It's likely she's going through a shitload of depression and just doesn't know how to handle it, or how to give and take in relationships. Both are often learned skills.

Tell her that you're concerned that she's leaning too much on you, and although you love her (if you do) and care about her, no one person is equipped to be another's sole emotional support. If this relationship is going to grow and become healthy, she needs to take steps to be healthy herself - seek counseling, get medication, reduce her sources of stress, something. If she works on getting herself mentally healthy she will need your shoulder less and be more comfortable with giving you space.
posted by Metroid Baby at 8:39 AM on January 24, 2011 [6 favorites]


Your desire to have some more space away from your relationship is totally reasonable.

That said, I have some experience on the other end of the "i need space" conversation. During my first adult relationship, I found myself working and living with my boyfriend within a month of getting together. Although we spent loads of time together, I felt insecure when he would say that he wanted more space because he would couch it in unkind terms. At this point, I don't remember any direct quotes, but the general tone was "I'm sick of hanging out with you all the time, and I need more space because I'm tired of you." This sucks to hear. If he'd just said, "I'm gonna go on a hike by myself, or Bob invited me to do X-thing-that-you-would-never-want-to do" and then just went and did those things, it would have been less confrontational and easier to handle. Your girlfriend seems to have some insecurities that should definitely be addressed, but you don't really describe how you bring up your need for space. Maybe the issue that causes the crying isn't as much the fact that you want to spend time alone but more that she feels you're confronting her about it?
posted by sk932 at 8:47 AM on January 24, 2011 [1 favorite]

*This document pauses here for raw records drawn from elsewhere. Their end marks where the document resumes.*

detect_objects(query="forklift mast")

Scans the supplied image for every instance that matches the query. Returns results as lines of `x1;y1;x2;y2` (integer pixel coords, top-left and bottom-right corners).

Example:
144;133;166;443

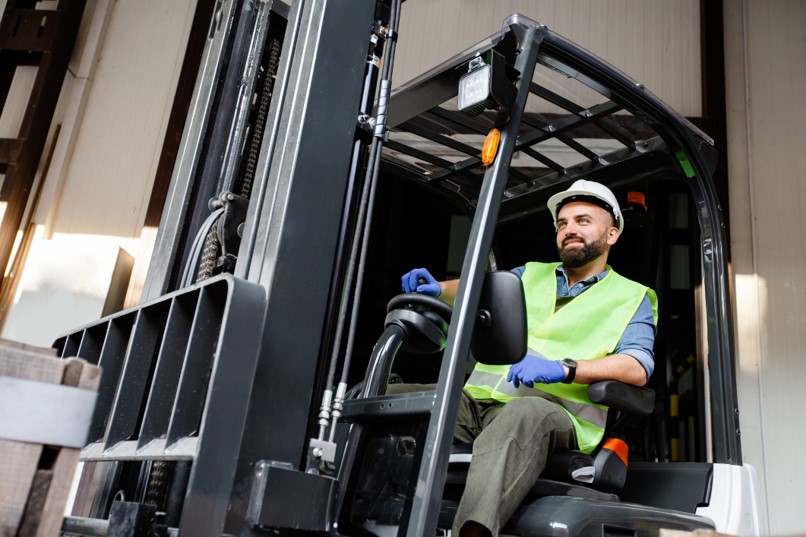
54;0;752;537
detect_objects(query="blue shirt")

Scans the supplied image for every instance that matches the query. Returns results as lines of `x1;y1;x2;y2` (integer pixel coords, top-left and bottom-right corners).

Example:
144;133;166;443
512;265;658;378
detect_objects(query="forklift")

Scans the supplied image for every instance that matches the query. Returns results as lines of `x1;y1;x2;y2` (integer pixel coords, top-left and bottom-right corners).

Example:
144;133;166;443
54;0;761;537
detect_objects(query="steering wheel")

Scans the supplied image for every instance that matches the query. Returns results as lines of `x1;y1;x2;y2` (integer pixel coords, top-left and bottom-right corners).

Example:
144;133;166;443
386;293;453;322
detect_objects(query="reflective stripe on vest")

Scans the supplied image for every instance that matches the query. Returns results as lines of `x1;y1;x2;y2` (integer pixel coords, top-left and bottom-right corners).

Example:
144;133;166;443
465;263;657;451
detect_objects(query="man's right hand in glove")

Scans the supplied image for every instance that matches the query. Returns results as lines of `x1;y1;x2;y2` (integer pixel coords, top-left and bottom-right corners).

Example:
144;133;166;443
400;269;442;297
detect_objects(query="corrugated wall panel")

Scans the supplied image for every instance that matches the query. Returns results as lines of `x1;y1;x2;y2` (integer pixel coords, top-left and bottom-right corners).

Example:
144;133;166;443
725;0;806;535
394;0;702;117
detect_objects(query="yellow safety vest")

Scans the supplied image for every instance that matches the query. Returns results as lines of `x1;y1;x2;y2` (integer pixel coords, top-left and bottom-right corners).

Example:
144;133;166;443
465;263;658;452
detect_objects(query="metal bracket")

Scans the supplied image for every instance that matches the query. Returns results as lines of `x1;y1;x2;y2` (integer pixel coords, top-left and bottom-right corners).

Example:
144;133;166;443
246;461;338;531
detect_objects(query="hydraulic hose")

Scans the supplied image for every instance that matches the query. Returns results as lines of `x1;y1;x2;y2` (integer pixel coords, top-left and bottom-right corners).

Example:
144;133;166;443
329;0;401;442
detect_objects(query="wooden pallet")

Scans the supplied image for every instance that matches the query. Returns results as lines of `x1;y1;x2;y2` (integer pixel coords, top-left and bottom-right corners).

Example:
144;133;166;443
0;339;101;537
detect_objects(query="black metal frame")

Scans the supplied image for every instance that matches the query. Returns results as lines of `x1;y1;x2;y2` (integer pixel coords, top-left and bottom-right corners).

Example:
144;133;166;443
57;7;741;537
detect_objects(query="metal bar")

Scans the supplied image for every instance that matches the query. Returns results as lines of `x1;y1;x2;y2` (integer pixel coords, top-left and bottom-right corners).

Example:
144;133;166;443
518;101;622;153
428;106;490;134
166;285;225;446
88;315;135;442
384;140;460;170
76;326;106;365
137;293;196;448
105;303;168;449
229;0;375;468
406;21;541;537
140;0;241;303
179;275;266;535
398;121;481;156
521;147;565;173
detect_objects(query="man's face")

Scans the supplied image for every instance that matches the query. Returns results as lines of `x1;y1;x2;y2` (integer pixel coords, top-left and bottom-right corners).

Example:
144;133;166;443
557;201;619;268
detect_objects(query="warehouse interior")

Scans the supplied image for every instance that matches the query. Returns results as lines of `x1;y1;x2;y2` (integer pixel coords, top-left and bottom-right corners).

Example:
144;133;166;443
0;0;806;536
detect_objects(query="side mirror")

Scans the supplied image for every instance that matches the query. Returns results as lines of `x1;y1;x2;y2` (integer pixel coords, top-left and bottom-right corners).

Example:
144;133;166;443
470;271;526;365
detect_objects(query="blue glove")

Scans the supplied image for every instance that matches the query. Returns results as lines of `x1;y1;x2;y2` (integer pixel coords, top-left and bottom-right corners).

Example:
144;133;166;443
401;269;442;297
507;349;565;388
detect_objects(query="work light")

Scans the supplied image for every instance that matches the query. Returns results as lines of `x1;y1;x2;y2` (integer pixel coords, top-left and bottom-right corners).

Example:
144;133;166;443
457;50;515;116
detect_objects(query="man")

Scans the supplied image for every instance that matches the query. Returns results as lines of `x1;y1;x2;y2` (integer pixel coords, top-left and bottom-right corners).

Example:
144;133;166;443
403;180;657;537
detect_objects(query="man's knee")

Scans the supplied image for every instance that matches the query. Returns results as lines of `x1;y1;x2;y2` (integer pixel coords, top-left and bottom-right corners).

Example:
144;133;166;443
501;397;565;422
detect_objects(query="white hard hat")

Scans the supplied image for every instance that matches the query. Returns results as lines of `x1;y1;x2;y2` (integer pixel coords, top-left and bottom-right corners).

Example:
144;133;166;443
547;179;624;233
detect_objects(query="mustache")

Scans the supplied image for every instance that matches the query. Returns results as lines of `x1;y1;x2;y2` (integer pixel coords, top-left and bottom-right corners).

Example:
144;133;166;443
562;235;588;246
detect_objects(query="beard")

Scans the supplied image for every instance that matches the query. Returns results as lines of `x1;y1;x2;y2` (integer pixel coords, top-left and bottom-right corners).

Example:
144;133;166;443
557;234;607;268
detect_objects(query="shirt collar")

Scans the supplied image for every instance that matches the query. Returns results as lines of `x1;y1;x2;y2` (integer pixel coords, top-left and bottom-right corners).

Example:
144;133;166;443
554;265;610;287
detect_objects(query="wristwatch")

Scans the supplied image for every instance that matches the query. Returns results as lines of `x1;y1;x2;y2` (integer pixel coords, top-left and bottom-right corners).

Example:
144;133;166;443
562;358;577;384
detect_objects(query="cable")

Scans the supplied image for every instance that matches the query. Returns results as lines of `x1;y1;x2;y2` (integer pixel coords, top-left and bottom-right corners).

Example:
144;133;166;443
330;0;401;442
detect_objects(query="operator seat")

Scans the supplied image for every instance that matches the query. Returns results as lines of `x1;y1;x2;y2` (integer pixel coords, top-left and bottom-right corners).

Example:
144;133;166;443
447;380;655;501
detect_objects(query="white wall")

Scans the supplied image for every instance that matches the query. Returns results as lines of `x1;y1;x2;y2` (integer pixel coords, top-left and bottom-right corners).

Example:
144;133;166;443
2;0;196;345
394;0;702;116
724;0;806;536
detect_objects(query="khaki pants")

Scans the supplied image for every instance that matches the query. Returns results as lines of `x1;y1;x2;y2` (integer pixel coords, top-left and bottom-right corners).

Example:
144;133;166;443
387;384;577;537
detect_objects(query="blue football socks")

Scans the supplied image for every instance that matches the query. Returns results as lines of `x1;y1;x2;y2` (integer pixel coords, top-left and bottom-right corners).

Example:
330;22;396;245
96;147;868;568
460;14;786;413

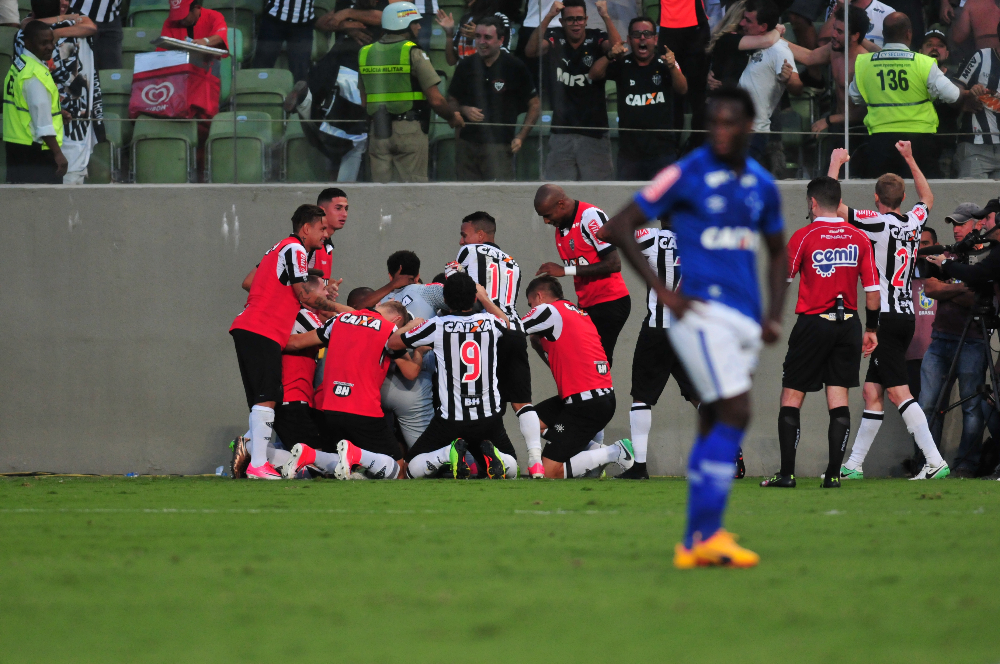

Ask yourself if she broke up with you would you be relieved or disappointed? If the answer is relieved, it is possible you are staying just to avoid or postpone the consequences of leaving. Life is short, don't let guilt rule you.
posted by InkaLomax at 8:48 AM on January 24, 2011 [1 favorite]


There are several reasons why she may be acting like this:
(1) The stressors in her life may be pushing her into depression (or worsening existing depression);
(2) She could be emotionally immature;
(3) She could be manipulative, either intentionally or unintentionally.

Regardless of the reasons, it's reasonable for you to want some time each week to pursue your own interests/activities, and it's not fair to be accused of cheating/wanting to dump her just because you want that. And regardless of the reasons motivating her behavior, the kindest, non-asshole way to respond is to establish reasonable boundaries:

She does not get to own your free time 100%;
Bawling and balling up are not acceptable relationship communication tools;
If she is having such a hard time coping with situational stressors and/or is dealing with depression/anxiety, she needs to seek outside help with that.
posted by SomeTrickPony at 8:52 AM on January 24, 2011


To answer your question - you are not an asshole. She as - people have pointed out - may be doing this because she never learned a better way to communicate. If she's an adult, it's unacceptable but if there is a chance for her to change - I have to say it won't happen until her behavior stops "working". Be strong.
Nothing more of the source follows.